Guadeloupe: As of 31 March 2016, 900 suspected and 139 laboratory-confirmed cases have been reported, an increase of 106 suspected and 5 laboratory-confirmed cases during the past week.
 
Saint Martin: As of 31 March, 157 suspected and 36 laboratory-confirmed cases have been reported, this is an increase of 3 suspected and six laboratory-confirmed cases during the past week.

Figure 1. Countries or territories with reported confirmed autochthonous cases of Zika virus infection in the past two months, as of 31 March 2016

Figure 2. Countries and territories with reported confirmed autochthonous cases of Zika virus infection in the past nine months, as of 31 March 2016

Update on the observed increase of congenital Zika syndrome and other neurological complications

In the context of Zika virus circulation, 13 countries or territories have reported an increased incidence of Guillain-Barré syndrome (GBS) and/or laboratory confirmation of a Zika virus infection among GBS cases, according to WHO.
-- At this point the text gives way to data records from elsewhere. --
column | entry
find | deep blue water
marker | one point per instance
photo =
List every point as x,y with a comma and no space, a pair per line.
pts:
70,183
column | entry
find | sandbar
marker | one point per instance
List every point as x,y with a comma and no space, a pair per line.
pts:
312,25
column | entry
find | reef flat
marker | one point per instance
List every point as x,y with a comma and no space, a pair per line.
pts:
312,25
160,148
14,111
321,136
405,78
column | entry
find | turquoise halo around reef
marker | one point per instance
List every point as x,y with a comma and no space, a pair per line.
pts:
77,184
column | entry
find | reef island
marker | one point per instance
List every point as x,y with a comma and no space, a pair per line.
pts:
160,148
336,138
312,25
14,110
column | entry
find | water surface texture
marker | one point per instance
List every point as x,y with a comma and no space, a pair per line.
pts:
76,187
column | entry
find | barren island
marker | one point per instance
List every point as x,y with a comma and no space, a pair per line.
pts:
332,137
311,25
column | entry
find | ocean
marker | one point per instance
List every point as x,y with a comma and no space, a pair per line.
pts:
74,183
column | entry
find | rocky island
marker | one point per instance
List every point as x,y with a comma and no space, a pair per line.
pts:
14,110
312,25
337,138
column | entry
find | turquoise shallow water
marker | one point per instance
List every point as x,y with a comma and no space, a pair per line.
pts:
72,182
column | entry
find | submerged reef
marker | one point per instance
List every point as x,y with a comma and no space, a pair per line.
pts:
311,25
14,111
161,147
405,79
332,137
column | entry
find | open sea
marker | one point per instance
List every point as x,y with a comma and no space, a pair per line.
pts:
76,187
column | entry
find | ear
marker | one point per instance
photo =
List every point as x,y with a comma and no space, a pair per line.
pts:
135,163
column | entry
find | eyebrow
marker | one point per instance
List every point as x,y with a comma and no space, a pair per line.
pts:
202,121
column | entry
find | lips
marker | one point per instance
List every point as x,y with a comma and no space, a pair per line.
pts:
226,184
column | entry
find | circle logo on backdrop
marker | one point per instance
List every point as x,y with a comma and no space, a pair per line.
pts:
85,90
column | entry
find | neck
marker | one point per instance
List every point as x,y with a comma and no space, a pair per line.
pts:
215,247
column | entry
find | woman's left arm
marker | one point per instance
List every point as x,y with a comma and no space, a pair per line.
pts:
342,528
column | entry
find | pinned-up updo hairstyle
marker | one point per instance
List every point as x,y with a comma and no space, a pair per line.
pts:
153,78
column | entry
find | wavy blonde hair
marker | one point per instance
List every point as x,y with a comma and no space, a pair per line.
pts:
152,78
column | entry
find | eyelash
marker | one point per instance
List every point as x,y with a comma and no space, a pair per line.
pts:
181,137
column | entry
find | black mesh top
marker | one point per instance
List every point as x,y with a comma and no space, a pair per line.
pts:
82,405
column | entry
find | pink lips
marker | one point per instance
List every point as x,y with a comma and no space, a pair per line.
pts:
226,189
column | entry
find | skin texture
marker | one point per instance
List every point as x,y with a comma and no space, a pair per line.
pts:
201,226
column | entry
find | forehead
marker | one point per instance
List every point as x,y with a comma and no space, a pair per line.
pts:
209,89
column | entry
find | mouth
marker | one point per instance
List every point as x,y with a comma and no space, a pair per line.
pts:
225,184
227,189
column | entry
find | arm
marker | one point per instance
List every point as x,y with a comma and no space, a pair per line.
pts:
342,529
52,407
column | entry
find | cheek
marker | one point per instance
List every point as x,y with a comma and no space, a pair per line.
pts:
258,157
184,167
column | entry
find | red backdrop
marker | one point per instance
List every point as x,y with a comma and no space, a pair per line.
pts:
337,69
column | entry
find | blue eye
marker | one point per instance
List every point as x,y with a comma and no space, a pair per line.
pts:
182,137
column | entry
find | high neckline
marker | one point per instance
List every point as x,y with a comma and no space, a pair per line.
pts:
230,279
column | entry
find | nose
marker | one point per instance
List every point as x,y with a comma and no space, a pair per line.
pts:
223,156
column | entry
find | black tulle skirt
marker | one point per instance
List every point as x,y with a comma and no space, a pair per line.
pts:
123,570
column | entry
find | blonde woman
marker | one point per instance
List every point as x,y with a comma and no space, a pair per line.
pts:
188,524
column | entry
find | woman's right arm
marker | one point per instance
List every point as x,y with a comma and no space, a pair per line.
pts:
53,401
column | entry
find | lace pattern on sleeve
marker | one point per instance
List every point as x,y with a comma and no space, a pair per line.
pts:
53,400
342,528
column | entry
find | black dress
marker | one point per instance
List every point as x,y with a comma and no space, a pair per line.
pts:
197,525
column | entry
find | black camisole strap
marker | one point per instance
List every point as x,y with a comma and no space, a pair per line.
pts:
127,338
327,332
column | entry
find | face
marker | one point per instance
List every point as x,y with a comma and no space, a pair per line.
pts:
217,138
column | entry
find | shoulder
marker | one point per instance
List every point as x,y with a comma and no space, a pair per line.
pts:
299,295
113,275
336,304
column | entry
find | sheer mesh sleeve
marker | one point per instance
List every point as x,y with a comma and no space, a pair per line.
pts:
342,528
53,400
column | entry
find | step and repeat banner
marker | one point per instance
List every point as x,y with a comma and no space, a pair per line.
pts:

So far only French Polynesia and Brazil have reported an increase in Zika congenital syndrome.
 
Brazil: According to the Ministry of Health, since October 2015 and as of 29 March 2016, 6 776 suspected cases of microcephaly were reported from 1 285 municipalities in Brazil. This is an increase of 105 suspected cases since the last weekly update on 19 March. As of 29 March 2016, 944 of the cases have been confirmed to have microcephaly and/or other central nervous system findings suggestive of congenital infection. Of these cases, 130 have been confirmed positive for Zika virus by PCR. There have been 208 intrauterine or neonatal deaths reported among children notified to have microcephaly and/or central nervous system malformations. Of these, 47 cases were confirmed to have microcephaly and/or central nervous system malformations. One hundred and thirty-nine cases are still under investigation and 22 cases have been discarded.
 
Martinique: As of 31 March, two cases of microcephaly and one additional malformation case in a Zika positive patient have been reported in Martinique, according to ARS.